Welcome to the machine

How Sweden’s domination of the international pop charts started when a failed glam rock front man met a bootleg DJ who couldn’t play a chord (and neither one was in Abba)

Oh, baby baby, I didn’t know Max Martin wasn’t his real name!

Every month I get a care package from Ralph. A legal envelope from the U.K. filled mostly with obituaries, the English do it much better, and ski stories (Did you know you could go heli-skiing in Iceland in June? I’m gonna start a Kickstarter to fund my trip, ha!) and odds and ends like this story from a Norwegian flight magazine about…Swedish music producers!

That’s right, Spotify is not the only Swedish export, the only thing tearing apart the fabric of the American music business. Hell, I learned more reading this piece than in a year’s worth of “Rolling Stone.”
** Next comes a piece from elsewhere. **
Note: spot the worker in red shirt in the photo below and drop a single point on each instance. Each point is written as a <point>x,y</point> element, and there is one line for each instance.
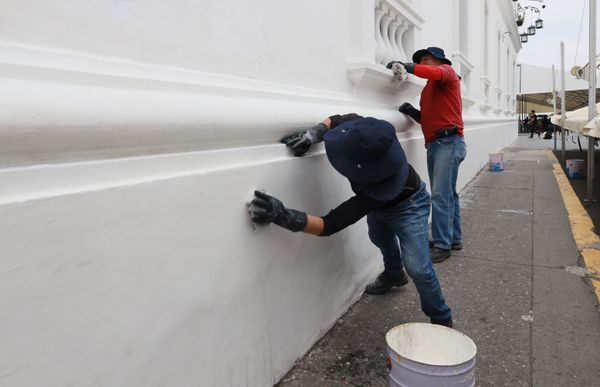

HIT ME BABY ONE MORE TIME!

That’s right, Britney Spears’s initial hit, the one upon which she built her career, paying dividends a decade and a half later, was a Swedish production, the Scandinavians not only wrote it, they produced it and played on it!

Do you remember 1998? The tail end of the MTV era? When we were learning the children of the baby boomers were discovering music via Disney? When we heard about a phenom coming down the pike that was gonna sell millions of records?

She did.

Sure, the video was great, where she was shaking her barely pubescent tits, but really it was the track. The keyboard intro. The sultry vocal straight out of the Stones’ “Stray Cat Blues.” It was like the progeny of Mick was showing up to show him up.

Ain’t that the truth. Mick hasn’t done anything memorable since 1998. But that cannot be said of Max Martin. Hell, between “…Baby One More Time” and “Since U Been Gone” he’s assured himself social consciousness and financial longevity, irrelevant of what the nominating committee of the Rock and Roll Hall of Fame might believe.

Oh, Max didn’t do “Since U Been Gone” alone, he wrote and produced it along with American Lukasz Gottwald, aka “Dr. Luke.” Nobody uses their real name anymore. Hell, Max Martin is really Karl Martin Sandberg!

You’ll find this out in this article.

And you’ll also find out that credit is given to the funding of the arts by the Swedish government. Music school pays off. The one in which you learn the scales and how to play as opposed to how to market. Because once you’ve mastered the fundamentals, you can go ANYWHERE!